Вот здесь, на пиру, и увидел Околь хмурый и как будто угасающий Ондрэ Хотанг. Ондрэ Хотанг оставался одиноким, как волк с поломанной челюстью, и одиночество горело в его ночных глазах. О бог ты мой! Как давно у него не было женщины, он забывает биение и трепет женского сердца, ее путаное, сонное дыхание, разбросанность обнаженного тела! Как хочется ему женщины, и это острее ножа, пронзительнее иглы, что вонзается в глаз, это оглушительнее грома над сонной туманной старицей и страшнее рева медведя на медвежьей свадьбе. И хотя ему очень хотелось женщины, он, Анджей, не мог позволить себе, поляку, шляхтичу, европейцу, снизойти, опуститься до евринской женщины. Не мог! И не сможет! Не заставить себя, хотя он ясно понимает: ему с его чахоткой отсюда уже не уйти… Женщины Конды и Евры казались ему забитыми, темными, жалкими существами, грязными, пропахшими насквозь рыбьим жиром и звериными шкурами. Темные, примитивные туземки. Разве о такой женщине мечтал Анджей, все восставало в нем, хотя так ему хотелось женщину…

Но эта, что сидела рядом с лоснящимся от счастья Тимофеем, вдруг потянула к себе, позвала грустной улыбкой, томящей острой тоской. На столах хмельно и круто пенилась брага, из берестяных туесов лилась огненная вода. Густой пар поднимался над громадными кусками сохатины, баранины и над широкими корытами с вареной, и жареной, и печенной на вертеле рыбой, над овсяным киселем и чаем, гремела посуда, звякали ножи. Невообразимый гул поднялся над пиршественными столами. Кто-то пьяно перебирал рокочущие струны священного «лебедя», кто-то бренькал на трех струнах «гагары», дул в берестяную трубу.

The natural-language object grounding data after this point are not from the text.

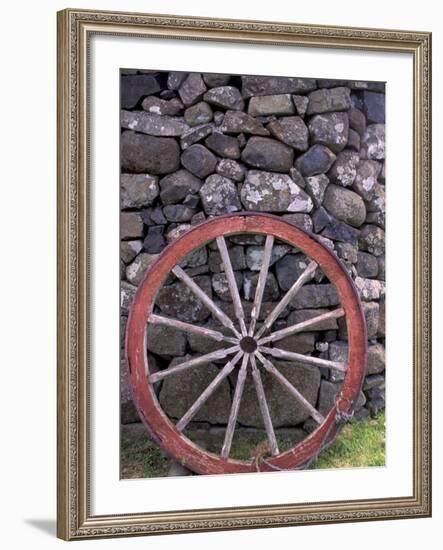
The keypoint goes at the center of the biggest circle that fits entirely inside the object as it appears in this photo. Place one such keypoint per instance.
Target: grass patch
(360, 444)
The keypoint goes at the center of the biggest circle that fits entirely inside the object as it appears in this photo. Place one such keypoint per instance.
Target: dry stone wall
(312, 151)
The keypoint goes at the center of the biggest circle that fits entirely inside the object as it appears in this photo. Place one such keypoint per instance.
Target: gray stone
(290, 130)
(289, 269)
(301, 104)
(127, 293)
(347, 252)
(230, 169)
(194, 135)
(366, 178)
(369, 289)
(154, 216)
(131, 225)
(367, 265)
(317, 160)
(135, 87)
(219, 196)
(371, 313)
(136, 271)
(236, 122)
(178, 213)
(300, 220)
(154, 155)
(341, 231)
(195, 260)
(300, 315)
(175, 187)
(178, 301)
(214, 80)
(199, 161)
(201, 113)
(354, 141)
(177, 232)
(175, 79)
(221, 287)
(330, 129)
(374, 107)
(345, 205)
(357, 121)
(271, 291)
(155, 241)
(376, 359)
(269, 85)
(179, 392)
(315, 296)
(303, 343)
(344, 169)
(129, 250)
(271, 105)
(153, 125)
(226, 97)
(265, 191)
(326, 100)
(165, 341)
(254, 255)
(316, 187)
(236, 254)
(321, 219)
(192, 89)
(372, 239)
(157, 106)
(283, 408)
(223, 146)
(137, 190)
(373, 142)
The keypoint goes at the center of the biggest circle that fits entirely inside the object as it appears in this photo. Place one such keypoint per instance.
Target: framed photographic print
(244, 250)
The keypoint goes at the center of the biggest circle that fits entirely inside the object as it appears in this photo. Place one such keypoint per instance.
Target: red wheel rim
(161, 429)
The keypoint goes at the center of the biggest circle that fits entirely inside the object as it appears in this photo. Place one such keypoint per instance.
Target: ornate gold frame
(75, 28)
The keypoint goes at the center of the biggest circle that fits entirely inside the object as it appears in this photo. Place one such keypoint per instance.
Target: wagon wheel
(246, 347)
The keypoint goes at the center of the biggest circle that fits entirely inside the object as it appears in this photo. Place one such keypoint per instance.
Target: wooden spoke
(238, 308)
(222, 317)
(264, 407)
(285, 382)
(305, 276)
(198, 403)
(235, 407)
(215, 355)
(261, 283)
(187, 327)
(306, 359)
(300, 327)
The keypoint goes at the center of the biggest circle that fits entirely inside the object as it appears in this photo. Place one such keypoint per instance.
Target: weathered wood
(261, 396)
(306, 359)
(305, 276)
(222, 317)
(145, 399)
(207, 358)
(235, 407)
(261, 283)
(187, 327)
(236, 300)
(201, 400)
(285, 382)
(300, 327)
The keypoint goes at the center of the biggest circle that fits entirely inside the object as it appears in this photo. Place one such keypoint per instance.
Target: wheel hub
(248, 344)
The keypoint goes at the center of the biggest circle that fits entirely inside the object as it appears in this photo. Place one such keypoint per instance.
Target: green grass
(360, 444)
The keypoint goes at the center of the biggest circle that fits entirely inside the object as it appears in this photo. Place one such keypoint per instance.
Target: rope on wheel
(263, 450)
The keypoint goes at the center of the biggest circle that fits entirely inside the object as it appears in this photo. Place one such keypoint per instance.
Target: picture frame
(76, 517)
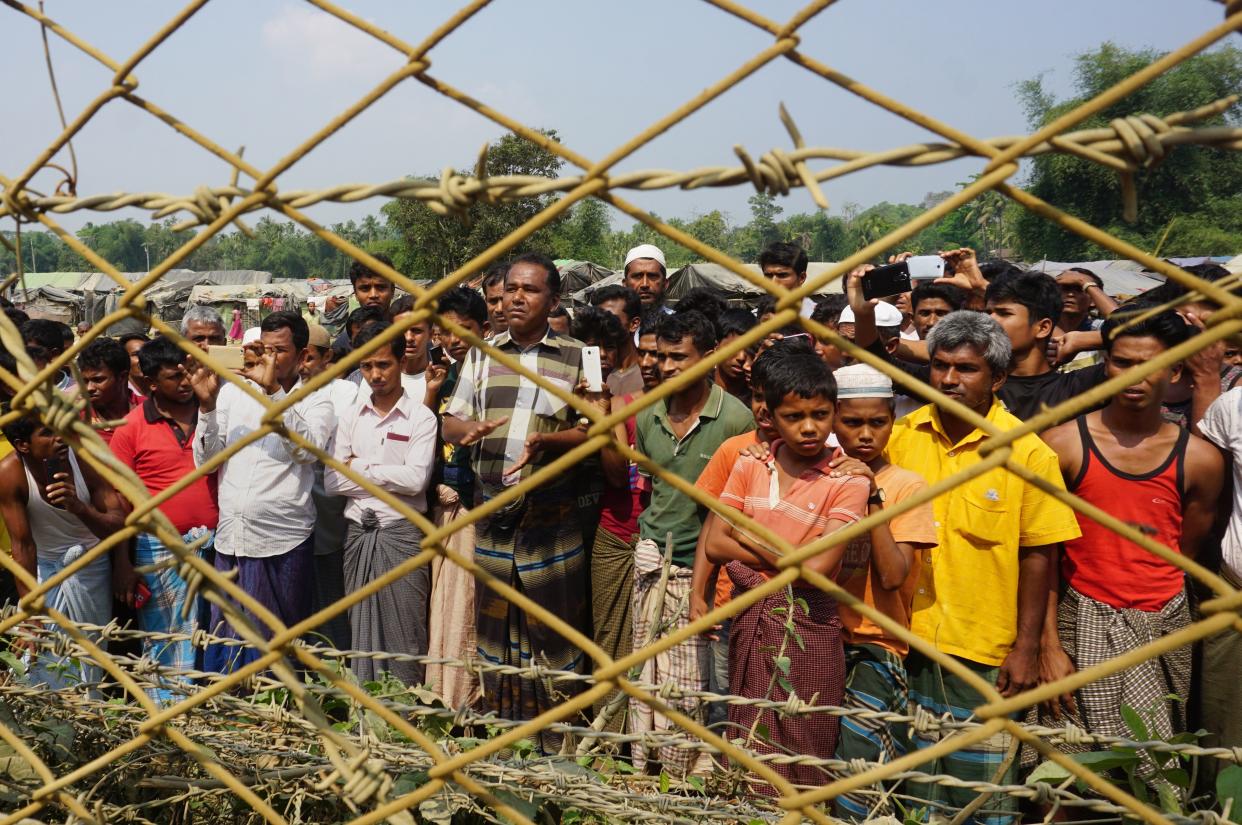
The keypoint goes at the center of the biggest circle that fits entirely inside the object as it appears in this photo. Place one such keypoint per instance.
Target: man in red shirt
(157, 442)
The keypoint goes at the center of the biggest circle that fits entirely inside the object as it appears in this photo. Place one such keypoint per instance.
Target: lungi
(939, 692)
(535, 546)
(611, 606)
(282, 583)
(451, 624)
(816, 669)
(394, 620)
(83, 598)
(874, 681)
(684, 665)
(167, 613)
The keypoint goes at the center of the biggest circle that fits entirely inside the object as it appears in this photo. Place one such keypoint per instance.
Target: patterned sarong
(874, 681)
(535, 546)
(165, 613)
(686, 666)
(816, 670)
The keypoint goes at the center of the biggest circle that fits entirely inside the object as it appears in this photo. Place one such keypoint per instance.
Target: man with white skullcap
(646, 273)
(879, 569)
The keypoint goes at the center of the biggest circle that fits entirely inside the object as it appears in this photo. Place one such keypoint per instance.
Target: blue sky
(268, 72)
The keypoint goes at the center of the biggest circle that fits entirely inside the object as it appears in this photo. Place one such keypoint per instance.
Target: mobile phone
(591, 369)
(227, 357)
(886, 281)
(925, 267)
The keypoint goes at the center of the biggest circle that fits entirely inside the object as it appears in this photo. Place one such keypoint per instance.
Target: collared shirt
(722, 418)
(486, 389)
(162, 454)
(966, 597)
(265, 488)
(394, 450)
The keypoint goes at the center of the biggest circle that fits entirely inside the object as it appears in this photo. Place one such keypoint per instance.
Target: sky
(266, 73)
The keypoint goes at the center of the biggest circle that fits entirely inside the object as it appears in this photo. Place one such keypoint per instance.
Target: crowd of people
(997, 572)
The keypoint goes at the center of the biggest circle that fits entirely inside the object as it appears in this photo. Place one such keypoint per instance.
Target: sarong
(167, 613)
(686, 665)
(938, 691)
(874, 681)
(395, 619)
(816, 669)
(283, 584)
(86, 598)
(451, 625)
(535, 544)
(611, 601)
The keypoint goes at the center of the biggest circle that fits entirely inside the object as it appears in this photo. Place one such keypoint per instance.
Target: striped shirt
(487, 389)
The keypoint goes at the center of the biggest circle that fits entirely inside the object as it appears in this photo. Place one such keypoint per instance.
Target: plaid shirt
(486, 389)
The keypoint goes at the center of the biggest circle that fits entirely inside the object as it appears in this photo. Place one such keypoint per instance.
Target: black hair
(157, 354)
(704, 302)
(494, 273)
(1166, 327)
(781, 254)
(829, 309)
(359, 270)
(466, 303)
(371, 331)
(1091, 275)
(595, 324)
(947, 292)
(1036, 291)
(542, 261)
(363, 316)
(619, 292)
(802, 374)
(104, 353)
(687, 324)
(291, 321)
(735, 322)
(44, 333)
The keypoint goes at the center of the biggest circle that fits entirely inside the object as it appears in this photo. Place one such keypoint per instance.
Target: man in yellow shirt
(981, 593)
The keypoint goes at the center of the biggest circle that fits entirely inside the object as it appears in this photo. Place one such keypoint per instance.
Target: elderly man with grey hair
(980, 597)
(204, 327)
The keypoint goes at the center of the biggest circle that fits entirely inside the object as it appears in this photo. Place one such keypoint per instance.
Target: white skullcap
(645, 250)
(886, 316)
(861, 380)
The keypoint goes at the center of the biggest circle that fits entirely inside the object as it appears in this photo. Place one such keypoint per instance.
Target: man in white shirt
(266, 528)
(389, 437)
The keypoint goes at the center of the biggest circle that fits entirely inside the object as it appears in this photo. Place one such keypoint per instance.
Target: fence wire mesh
(215, 752)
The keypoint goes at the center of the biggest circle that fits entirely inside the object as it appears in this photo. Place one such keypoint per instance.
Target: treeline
(1189, 204)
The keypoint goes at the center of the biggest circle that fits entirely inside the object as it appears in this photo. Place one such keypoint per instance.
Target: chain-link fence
(322, 747)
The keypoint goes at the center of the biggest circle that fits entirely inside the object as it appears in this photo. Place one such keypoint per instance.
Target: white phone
(925, 267)
(591, 369)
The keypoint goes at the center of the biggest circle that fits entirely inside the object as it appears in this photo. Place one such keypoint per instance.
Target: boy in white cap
(646, 273)
(878, 569)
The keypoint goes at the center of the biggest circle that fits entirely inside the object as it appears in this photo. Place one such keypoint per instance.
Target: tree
(430, 245)
(1190, 182)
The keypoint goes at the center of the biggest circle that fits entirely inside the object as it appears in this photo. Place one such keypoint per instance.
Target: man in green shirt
(678, 434)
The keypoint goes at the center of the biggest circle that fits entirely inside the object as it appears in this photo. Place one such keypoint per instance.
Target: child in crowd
(800, 498)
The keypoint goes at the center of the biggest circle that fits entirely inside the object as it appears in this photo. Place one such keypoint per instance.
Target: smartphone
(591, 369)
(886, 281)
(227, 357)
(142, 594)
(925, 267)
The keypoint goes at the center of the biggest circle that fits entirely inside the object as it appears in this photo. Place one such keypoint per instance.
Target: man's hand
(205, 384)
(533, 446)
(478, 431)
(1020, 671)
(1055, 665)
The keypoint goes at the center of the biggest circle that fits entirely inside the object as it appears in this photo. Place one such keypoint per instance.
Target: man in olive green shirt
(678, 434)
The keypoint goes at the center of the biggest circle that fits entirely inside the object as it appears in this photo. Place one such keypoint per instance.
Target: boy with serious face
(800, 498)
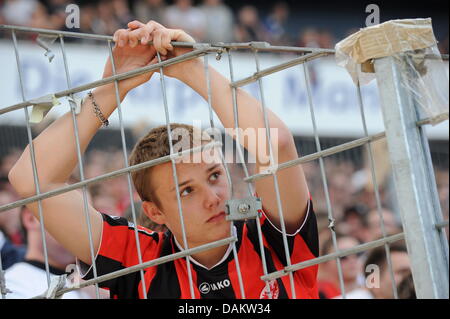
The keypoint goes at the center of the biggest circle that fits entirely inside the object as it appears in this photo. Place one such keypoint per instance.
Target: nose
(212, 198)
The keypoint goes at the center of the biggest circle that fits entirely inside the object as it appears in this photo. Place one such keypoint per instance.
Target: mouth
(217, 217)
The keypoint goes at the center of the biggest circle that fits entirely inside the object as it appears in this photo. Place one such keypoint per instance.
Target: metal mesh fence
(320, 160)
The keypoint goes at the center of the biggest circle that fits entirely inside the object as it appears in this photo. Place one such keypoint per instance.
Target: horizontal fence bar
(245, 45)
(342, 253)
(429, 120)
(118, 77)
(154, 262)
(276, 68)
(106, 176)
(311, 157)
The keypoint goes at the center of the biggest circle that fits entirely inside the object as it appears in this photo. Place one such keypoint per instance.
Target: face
(351, 264)
(203, 189)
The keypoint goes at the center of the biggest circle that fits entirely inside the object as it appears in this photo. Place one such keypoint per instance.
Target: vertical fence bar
(33, 159)
(275, 177)
(412, 177)
(230, 184)
(81, 167)
(175, 177)
(324, 178)
(125, 157)
(3, 289)
(241, 157)
(376, 190)
(434, 190)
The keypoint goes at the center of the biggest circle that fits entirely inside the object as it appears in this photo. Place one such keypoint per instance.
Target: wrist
(190, 70)
(110, 89)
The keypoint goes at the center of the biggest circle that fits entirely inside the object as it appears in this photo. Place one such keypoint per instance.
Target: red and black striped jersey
(170, 280)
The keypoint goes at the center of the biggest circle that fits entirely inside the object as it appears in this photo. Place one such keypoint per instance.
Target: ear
(153, 212)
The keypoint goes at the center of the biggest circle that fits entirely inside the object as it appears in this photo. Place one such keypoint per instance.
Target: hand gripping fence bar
(200, 49)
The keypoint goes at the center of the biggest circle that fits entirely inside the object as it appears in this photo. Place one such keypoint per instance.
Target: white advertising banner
(334, 95)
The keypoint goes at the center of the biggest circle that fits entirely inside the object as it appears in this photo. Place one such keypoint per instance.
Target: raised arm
(292, 183)
(56, 157)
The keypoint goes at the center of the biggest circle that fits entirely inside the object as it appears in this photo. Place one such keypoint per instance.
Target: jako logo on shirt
(205, 287)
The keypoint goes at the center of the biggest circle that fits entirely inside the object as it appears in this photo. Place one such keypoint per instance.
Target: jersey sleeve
(118, 250)
(303, 244)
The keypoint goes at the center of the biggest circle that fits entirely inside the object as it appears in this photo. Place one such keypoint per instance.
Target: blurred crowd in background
(205, 20)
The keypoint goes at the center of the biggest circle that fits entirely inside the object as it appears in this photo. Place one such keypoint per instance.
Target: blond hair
(155, 145)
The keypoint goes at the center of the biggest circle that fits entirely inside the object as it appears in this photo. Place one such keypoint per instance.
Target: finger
(166, 39)
(157, 42)
(123, 38)
(116, 35)
(155, 25)
(134, 36)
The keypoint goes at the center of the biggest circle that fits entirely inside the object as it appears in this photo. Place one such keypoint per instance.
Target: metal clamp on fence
(57, 283)
(245, 208)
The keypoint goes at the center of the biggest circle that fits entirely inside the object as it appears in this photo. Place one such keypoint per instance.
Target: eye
(186, 191)
(215, 176)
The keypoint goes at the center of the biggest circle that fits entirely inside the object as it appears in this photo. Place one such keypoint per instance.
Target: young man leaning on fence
(203, 190)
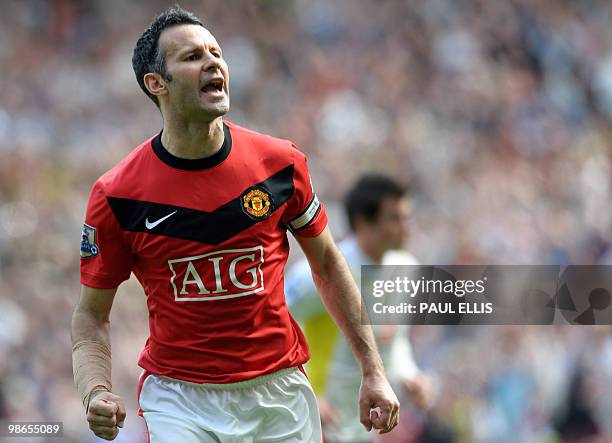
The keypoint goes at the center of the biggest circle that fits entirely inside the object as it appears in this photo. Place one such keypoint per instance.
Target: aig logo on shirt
(217, 275)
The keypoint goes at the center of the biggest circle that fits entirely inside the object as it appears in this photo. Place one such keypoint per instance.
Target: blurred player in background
(199, 214)
(377, 209)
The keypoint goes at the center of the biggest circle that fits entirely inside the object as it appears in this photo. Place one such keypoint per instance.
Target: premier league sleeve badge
(88, 242)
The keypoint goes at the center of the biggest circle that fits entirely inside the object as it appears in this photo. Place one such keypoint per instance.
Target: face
(200, 78)
(390, 229)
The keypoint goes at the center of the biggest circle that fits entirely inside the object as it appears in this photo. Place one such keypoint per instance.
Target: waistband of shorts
(262, 379)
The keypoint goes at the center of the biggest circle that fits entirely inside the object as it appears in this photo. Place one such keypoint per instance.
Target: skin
(193, 128)
(387, 231)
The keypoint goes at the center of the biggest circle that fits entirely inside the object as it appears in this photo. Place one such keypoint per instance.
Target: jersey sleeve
(305, 215)
(105, 257)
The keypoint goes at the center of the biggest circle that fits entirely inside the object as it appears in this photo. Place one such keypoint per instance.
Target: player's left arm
(342, 299)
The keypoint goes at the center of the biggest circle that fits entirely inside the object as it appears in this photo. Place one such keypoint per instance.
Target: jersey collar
(193, 164)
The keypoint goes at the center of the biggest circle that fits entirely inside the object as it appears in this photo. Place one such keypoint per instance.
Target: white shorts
(278, 407)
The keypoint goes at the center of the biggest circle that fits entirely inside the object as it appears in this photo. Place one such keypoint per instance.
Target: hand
(329, 416)
(378, 405)
(106, 414)
(420, 388)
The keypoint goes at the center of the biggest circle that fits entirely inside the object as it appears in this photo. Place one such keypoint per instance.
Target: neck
(193, 140)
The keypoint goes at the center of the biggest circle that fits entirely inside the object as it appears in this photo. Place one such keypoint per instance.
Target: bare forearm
(343, 301)
(91, 354)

Поднималась над столами и рвалась песня, падала подстреленным глухарем. Но ничего не слышал Ондрэ Хотанг, не отрываясь, будто утоляя жажду, смотрел он на Околь, которую обнимал и тискал потный от вина, хмельной от счастья фартовый охотник Тимофей. Но отчего так потянуло Анджея к Околь? Ведь не красота, ведь не тонкая, чеканно выпуклая азиатская красота, упругая, и таинственная, и неразгаданная, потянула в себя Анджея? Ведь не только оголенное, откровенное желание женщины заставляло содрогнуться его, напрячься до такой боли, что хотелось кричать и рвать себя в клочья?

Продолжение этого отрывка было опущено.